European privacy regulators are warning companies to assess government surveillance in countries where their citizens’ data is headed—a potentially daunting task that could be a boon for lawyers and consultants.
The European Data Protection Board is calling on companies to analyze surveillance laws whenever data on European citizens is sent overseas or accessed remotely from countries deemed to have inadequate privacy protections.
Such analysis is aimed at revealing how likely foreign governments are to access data on European Union citizens, depending on a company’s own experience and those of others in their industry, according to the board’s recommendations.
The recommendations, finalized in late June, are primarily meant to give companies compliance alternatives in wake of a court striking down the EU-U.S. Privacy Shield, one of the main mechanisms governing transatlantic data transfers. They also apply to countries beyond the U.S. that don’t meet Europe’s privacy standards.
The guidance could also intensify pressure on the U.S. and EU governments to come up with a policy solution so companies don’t have to conduct their own complex, costly legal assessments of foreign surveillance—and rely on them for data privacy assurance.
“There’s an urgent need for a diplomatic solution here,” said Caitlin Fennessy, former U.S. director for the Privacy Shield. Fennessy, who described the work of reviewing surveillance laws as “daunting,” is now the research director at the International Association of Privacy Professionals.
“This remains a huge challenge for companies to tackle on their own,” she said. “It is a whole lot of new work on privacy professionals’ plates.”
In striking down the Privacy Shield, the EU Court of Justice cited concerns that European citizens’ data would be subject to U.S. government surveillance. The concerns stemmed from former contractor Edward Snowden’s revelations on spying by the U.S. National Security Agency.
The EDPB’s recommendations extend to other countries with surveillance laws or practices that could allow public authorities to access personal data, with or without the knowledge of the company receiving data from Europe.
The board doesn’t enforce laws like the EU’s General Data Protection Regulation, though it seeks to make sure data protection rules are applied consistently throughout the bloc.
Although the EDPB’s formula for transfer assessments is a recommendation, not a requirement, it’s likely to have the effect of mandatory rules because of EU privacy authorities’ enforcement, Mark Schreiber, a cybersecurity and privacy-focused counsel at McDermott Will & Emery, said.
International data flows are subject to scrutiny from European authorities that enforce privacy protections. The Irish data protection authority has 27 privacy probes open targeting
“This is what supervising authorities expect,” Schreiber said of the board’s recommendations.

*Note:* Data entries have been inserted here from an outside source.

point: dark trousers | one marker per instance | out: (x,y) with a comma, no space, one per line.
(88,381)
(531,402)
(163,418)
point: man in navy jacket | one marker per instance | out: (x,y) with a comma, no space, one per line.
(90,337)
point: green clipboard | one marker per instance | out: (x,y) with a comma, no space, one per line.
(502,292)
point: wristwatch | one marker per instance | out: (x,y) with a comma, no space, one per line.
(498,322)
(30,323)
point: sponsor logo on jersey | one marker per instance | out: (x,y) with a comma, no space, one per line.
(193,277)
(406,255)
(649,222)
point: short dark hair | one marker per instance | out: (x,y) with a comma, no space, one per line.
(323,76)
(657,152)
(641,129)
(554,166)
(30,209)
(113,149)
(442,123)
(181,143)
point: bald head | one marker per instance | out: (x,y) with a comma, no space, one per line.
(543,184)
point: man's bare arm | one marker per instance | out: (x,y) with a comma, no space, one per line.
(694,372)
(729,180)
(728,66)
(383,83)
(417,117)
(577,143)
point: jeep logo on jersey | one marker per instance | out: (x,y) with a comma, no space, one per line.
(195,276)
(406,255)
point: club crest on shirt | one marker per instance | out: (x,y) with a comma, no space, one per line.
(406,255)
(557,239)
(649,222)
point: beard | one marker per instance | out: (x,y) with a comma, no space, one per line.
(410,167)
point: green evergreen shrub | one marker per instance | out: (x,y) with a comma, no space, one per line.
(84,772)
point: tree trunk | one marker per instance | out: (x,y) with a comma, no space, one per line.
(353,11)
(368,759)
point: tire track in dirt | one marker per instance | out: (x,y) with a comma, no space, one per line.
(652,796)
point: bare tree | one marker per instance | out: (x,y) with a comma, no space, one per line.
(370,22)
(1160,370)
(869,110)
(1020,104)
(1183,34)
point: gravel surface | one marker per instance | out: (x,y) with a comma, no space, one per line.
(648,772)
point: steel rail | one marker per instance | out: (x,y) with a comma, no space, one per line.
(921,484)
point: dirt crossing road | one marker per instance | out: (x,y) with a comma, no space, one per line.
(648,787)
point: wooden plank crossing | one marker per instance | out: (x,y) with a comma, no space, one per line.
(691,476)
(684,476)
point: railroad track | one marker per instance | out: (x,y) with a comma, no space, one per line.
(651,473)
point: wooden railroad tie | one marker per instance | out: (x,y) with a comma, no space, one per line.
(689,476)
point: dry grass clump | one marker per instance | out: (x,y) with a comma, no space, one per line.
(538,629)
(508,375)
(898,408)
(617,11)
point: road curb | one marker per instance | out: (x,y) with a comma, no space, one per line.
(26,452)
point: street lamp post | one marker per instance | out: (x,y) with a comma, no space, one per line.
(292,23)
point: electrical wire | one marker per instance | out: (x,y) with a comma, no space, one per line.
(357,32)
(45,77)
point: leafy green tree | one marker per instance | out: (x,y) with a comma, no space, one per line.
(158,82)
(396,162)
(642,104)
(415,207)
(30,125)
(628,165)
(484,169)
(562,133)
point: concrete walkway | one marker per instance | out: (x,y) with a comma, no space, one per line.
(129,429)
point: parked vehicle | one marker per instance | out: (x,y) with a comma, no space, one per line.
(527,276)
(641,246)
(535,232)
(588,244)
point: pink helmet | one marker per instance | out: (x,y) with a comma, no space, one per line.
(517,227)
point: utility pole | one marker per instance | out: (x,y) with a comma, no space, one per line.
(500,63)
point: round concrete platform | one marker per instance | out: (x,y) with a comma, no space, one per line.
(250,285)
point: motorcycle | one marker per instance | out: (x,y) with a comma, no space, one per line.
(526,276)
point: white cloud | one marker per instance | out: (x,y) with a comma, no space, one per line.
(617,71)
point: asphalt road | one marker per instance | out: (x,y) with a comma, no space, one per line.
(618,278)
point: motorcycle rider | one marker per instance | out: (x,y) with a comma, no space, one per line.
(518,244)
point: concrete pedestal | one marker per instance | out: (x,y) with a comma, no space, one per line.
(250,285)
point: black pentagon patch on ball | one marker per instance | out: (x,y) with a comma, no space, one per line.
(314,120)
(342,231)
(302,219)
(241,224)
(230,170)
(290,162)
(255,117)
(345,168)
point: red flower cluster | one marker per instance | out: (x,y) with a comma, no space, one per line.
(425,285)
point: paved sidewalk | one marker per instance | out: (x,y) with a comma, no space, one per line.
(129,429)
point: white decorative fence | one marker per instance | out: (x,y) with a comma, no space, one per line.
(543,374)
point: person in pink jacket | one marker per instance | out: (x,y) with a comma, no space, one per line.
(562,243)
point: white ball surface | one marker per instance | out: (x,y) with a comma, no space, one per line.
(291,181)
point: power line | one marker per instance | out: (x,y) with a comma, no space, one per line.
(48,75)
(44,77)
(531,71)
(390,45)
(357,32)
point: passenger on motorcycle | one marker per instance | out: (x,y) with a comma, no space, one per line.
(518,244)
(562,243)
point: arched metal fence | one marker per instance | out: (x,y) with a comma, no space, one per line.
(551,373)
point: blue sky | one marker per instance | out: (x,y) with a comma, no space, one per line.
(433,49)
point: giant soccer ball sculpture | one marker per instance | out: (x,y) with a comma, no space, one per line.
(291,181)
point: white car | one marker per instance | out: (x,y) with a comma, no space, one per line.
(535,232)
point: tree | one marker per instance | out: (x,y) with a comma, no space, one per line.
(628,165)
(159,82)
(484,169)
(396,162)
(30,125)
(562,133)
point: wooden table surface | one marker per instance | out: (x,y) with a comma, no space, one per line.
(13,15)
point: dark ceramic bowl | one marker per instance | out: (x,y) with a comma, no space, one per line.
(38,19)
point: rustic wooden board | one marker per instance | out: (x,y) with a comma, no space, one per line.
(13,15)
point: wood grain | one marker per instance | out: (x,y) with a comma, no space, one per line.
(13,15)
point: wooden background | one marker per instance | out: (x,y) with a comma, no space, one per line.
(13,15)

For businesses, the EDPB-prescribed legal reviews offer a way to continue transferring data internationally even when it’s not possible to apply technical safeguards to data, such as encryption.
Companies using U.S.-based cloud service providers or accessing data on European workers from abroad, for instance, risk running afoul of the bloc’s rules because the EDPB didn’t suggest safeguards that could be applied in such scenarios. But when safeguards can’t be added, companies must show they have no reason to believe their data will be subject to government surveillance.
Schreiber said he’s already working on so-called transfer impact assessments. The EDPB guidance means assessments, going forward, will have to be more detailed and better chronicled, he said.
“It will take more legal work and more documentation,” Schreiber said.
The surveillance assessments are also meant to look at whether data’s destination country has a privacy-protecting law in place or a regulatory authority dedicated to data protection. Companies should also determine if there are local laws protecting certain kinds of data, like information on children, that could impact the likelihood of government access, according to the board’s guidance.
Such reviews could prove challenging for multinational corporations with data flowing to different countries.
Completing the assessments will likely require hiring a local expert in countries where data on Europeans is accessible, said Elizabeth Johnson, an attorney who leads the privacy and data security practice at Wyrick Robbins Yates & Ponton LLP.
“What a boon this is for privacy lawyers, how much work this will generate,” Johnson said.
Some aspects of surveillance reviews may prove difficult, if not impossible, to perform. For instance, the board recommended that companies look at whether a company or its peers have ever faced government access requests, to show the likelihood of data flows being intercepted. But such information isn’t always publicly available.
Some companies have already taken steps to shield data from surveillance in response to EU scrutiny of data flows.
“The reality of enforcement based on businesses standing up to governments is hugely challenging,” said Cillian Kieran, founder and chief executive of privacy software startup Ethyca.
Companies, to ensure they don’t violate the GDPR, could take steps such as using EU data centers or separating European users’ data from other users’ data. But those aren’t easy answers, since such measures would be challenging from an engineering perspective, Kieran said.
“It’s a really difficult technical problem beyond the policy issues,” he said.